Pega nisto, pousa aquilo. Agora isto e depois aquilo. Já está. Prontinho. E agora? Já está.

E o gel/gillette/creme? Guardados na gaveta/armário? Pois sim. Não, claro que não. Ficam ali a enfeitar o lavatório.

 Agora expliquem-me vá... devagarinho... e se preciso façam-me lá um desenho. Porque eu não compreendo. E acho simples, tão simples... Ora vejam:

 

Tira as coisinhas da gaveta/armário.

Faz a barba.

Arruma as coisinhas de volta na gaveta.

 

Em três simples passos. Uau! Será assim tão complicado?! Hello men! Really? 

 

Em jeitos de conclusão: para que serve o homem... senão para desarrumar o que encontrou arrumado? 

 

 

Ponto 2: Embalagens vazias

 

Ok. Nem vou mencionar o facto de ter encontrado na gaveta do "m" 3 frascos de espuma de barbear  de marcas diferentes. Um cheio, outro a meio, e um quase a acabar... Risca essa

 

Exemplo: A pasta dentífrica está a acabar. Há uma nova na gaveta. E o que faz o representante masculino que tenho cá em casa? Retira a pasta dentífrica nova da gaveta, retira-a da caixa, e voilá! Pasta dentífrica pronta a usar.

E o que falta aqui? A caixa onde vinha a pasta. E onde está?
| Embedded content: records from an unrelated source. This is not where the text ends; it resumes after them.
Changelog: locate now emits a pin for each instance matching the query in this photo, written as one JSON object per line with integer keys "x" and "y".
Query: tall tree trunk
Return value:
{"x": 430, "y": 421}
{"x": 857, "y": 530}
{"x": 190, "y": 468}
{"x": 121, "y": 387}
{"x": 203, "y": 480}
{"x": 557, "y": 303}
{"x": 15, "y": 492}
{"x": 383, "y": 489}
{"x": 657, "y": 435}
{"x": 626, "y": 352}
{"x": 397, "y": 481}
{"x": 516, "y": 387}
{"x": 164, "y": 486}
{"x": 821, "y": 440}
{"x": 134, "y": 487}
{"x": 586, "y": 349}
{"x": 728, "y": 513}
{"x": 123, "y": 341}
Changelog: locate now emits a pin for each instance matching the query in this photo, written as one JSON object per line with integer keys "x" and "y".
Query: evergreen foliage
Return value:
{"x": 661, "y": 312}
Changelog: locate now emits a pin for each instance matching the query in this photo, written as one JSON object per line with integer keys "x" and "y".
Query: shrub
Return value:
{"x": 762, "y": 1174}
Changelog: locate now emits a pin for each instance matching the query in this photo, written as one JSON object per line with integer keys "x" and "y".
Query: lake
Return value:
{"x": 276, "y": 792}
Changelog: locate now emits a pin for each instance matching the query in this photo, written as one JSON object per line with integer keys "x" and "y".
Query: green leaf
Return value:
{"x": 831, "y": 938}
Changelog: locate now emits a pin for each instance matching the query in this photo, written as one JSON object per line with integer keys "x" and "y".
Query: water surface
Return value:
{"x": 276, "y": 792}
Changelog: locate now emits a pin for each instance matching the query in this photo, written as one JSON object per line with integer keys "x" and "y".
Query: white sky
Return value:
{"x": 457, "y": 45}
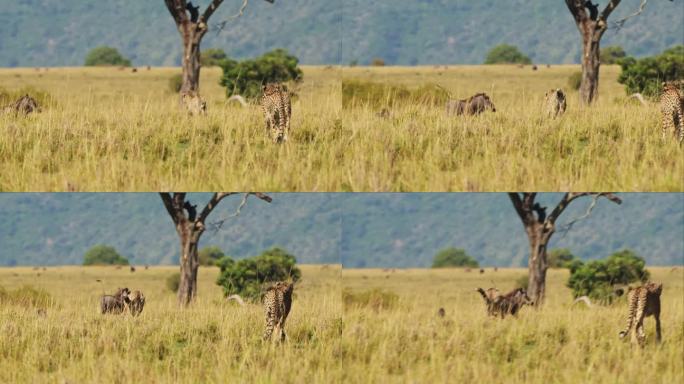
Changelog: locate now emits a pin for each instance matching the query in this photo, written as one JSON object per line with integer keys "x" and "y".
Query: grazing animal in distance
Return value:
{"x": 672, "y": 109}
{"x": 473, "y": 105}
{"x": 137, "y": 303}
{"x": 277, "y": 108}
{"x": 554, "y": 103}
{"x": 194, "y": 103}
{"x": 24, "y": 105}
{"x": 116, "y": 303}
{"x": 643, "y": 301}
{"x": 277, "y": 303}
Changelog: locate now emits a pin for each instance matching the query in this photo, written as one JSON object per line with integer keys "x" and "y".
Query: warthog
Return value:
{"x": 473, "y": 105}
{"x": 137, "y": 303}
{"x": 116, "y": 303}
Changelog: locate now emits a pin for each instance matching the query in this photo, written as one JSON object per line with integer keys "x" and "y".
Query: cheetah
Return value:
{"x": 137, "y": 303}
{"x": 277, "y": 303}
{"x": 671, "y": 107}
{"x": 554, "y": 103}
{"x": 643, "y": 301}
{"x": 277, "y": 108}
{"x": 194, "y": 103}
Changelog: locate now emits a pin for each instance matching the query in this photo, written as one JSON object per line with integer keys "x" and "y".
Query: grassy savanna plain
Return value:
{"x": 405, "y": 340}
{"x": 114, "y": 130}
{"x": 613, "y": 145}
{"x": 212, "y": 341}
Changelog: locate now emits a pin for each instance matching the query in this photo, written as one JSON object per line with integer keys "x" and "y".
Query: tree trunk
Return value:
{"x": 192, "y": 36}
{"x": 590, "y": 65}
{"x": 537, "y": 262}
{"x": 189, "y": 262}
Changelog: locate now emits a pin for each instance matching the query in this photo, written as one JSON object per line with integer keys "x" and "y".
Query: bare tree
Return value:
{"x": 592, "y": 24}
{"x": 190, "y": 225}
{"x": 540, "y": 227}
{"x": 192, "y": 26}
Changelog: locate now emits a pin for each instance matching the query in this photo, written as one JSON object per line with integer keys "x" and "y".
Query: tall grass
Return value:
{"x": 111, "y": 130}
{"x": 559, "y": 343}
{"x": 213, "y": 341}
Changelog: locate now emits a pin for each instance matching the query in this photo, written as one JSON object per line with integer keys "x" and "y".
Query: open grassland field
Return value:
{"x": 111, "y": 130}
{"x": 405, "y": 341}
{"x": 211, "y": 342}
{"x": 612, "y": 145}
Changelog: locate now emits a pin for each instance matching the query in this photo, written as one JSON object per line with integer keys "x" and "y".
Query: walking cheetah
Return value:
{"x": 643, "y": 301}
{"x": 277, "y": 303}
{"x": 671, "y": 107}
{"x": 554, "y": 103}
{"x": 277, "y": 108}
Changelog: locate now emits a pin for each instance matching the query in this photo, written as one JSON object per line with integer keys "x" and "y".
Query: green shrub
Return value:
{"x": 246, "y": 277}
{"x": 453, "y": 257}
{"x": 246, "y": 77}
{"x": 612, "y": 55}
{"x": 106, "y": 56}
{"x": 175, "y": 83}
{"x": 575, "y": 80}
{"x": 210, "y": 255}
{"x": 559, "y": 258}
{"x": 26, "y": 296}
{"x": 597, "y": 277}
{"x": 103, "y": 255}
{"x": 375, "y": 299}
{"x": 376, "y": 95}
{"x": 212, "y": 57}
{"x": 646, "y": 75}
{"x": 173, "y": 282}
{"x": 506, "y": 54}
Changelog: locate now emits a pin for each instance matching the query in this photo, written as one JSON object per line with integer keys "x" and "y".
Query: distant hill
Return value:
{"x": 402, "y": 32}
{"x": 360, "y": 229}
Ah... a enfeitar o lavatório!!

 Novamente, peço, expliquem-me, vá lá, com jeitinho, a ver se me convencem. Qual o grau de dificuldade aqui?

 

Tira da caixa, deita a caixa no balde do lixo.

 

Que se encontra a 1,5 m de distância (diga-se de passagem).

E aqui, qual a desculpa? Nenhuma. Ou melhor nenhum. Sim porque é o que um homem faz. Nenhum. Ou faz por fazer nenhum - mas isso já é outra história.

 

 

Ponto 3. É Verão. Cervejinha fresca sabe tão bem...

 

Pois sabe. E chegar a casa, ir direitinho ao frigorífico, e ter lá umas geladinhas.... ai que bom... é não é? Pois é.

 

Vai buscar uma. Mais outra pro amiga e pra amiga. Mais uma rodada.
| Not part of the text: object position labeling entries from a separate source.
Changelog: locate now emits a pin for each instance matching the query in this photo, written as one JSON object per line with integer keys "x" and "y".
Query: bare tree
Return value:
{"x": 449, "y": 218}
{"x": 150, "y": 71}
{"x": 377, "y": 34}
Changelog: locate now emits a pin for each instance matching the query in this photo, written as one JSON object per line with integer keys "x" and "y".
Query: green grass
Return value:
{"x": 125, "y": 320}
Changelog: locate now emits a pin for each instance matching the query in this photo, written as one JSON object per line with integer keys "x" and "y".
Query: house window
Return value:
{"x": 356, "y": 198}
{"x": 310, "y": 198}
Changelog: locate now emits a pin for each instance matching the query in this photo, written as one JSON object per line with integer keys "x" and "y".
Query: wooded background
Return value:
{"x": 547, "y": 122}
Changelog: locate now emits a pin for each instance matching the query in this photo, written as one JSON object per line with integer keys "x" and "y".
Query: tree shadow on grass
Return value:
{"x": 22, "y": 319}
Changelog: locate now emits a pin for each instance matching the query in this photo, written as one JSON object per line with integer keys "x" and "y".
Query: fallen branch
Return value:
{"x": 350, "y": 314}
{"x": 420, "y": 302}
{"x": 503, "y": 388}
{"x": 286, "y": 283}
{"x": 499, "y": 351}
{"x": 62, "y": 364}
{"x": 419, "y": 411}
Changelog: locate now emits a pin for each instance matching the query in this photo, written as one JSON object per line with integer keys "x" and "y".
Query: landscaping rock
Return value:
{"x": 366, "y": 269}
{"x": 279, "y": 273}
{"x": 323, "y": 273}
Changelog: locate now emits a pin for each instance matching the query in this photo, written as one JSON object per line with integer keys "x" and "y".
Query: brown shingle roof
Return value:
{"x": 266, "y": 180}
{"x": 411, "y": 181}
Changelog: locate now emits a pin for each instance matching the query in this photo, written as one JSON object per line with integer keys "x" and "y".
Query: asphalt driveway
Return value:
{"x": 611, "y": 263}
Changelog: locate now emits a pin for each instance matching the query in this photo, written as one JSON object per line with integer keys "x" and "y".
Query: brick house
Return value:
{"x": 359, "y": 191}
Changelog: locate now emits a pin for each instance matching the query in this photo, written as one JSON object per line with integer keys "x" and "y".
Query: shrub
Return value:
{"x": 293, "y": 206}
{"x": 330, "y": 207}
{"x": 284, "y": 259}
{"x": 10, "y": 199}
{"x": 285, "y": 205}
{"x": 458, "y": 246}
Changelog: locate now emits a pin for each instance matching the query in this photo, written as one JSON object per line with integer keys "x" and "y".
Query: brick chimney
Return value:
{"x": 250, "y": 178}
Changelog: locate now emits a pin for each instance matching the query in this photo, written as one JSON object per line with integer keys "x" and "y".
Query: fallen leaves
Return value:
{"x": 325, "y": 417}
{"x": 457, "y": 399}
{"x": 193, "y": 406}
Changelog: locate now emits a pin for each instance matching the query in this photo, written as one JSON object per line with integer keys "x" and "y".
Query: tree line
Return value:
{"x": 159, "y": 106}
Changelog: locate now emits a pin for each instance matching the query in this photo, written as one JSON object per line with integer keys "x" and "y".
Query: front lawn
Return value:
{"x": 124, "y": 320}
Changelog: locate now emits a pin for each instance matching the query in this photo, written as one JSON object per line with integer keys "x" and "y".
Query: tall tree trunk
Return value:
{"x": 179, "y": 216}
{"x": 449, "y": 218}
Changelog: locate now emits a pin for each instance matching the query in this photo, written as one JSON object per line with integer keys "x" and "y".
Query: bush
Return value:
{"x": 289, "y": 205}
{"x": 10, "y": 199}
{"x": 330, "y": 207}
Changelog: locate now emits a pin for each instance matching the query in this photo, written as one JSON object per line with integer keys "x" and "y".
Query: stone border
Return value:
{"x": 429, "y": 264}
Ora, que eu saiba, o frigorífico cá de casa não é como aquela máquina do anúncio da coca-cola - não alberga aqueles seres tão divertidos que estão sempre a repor o stock.

Logo... conclusão óbvia: as geladinhas vão acabar. E depois só quentinhas.

 

 E então, que tal, pegar nas quentinhas, levá-las para o frigorífico, e deixá-las atingir aquela temperatura perfeita? Em vez de um ah... era a última? Ou oh...não há mais? 

 

 

Resposta: não, não há.

E é sempre bom lembrar que é a "je" aqui que se ocupa quase sempre de repor o stock. E depois ousem dizer, vá... as mulheres é que são limitadas? E os homens? Que matemática é necessária aqui? Tira uma. Tira outra. Mais duas. Vai tirando. Lógico que vão acabar.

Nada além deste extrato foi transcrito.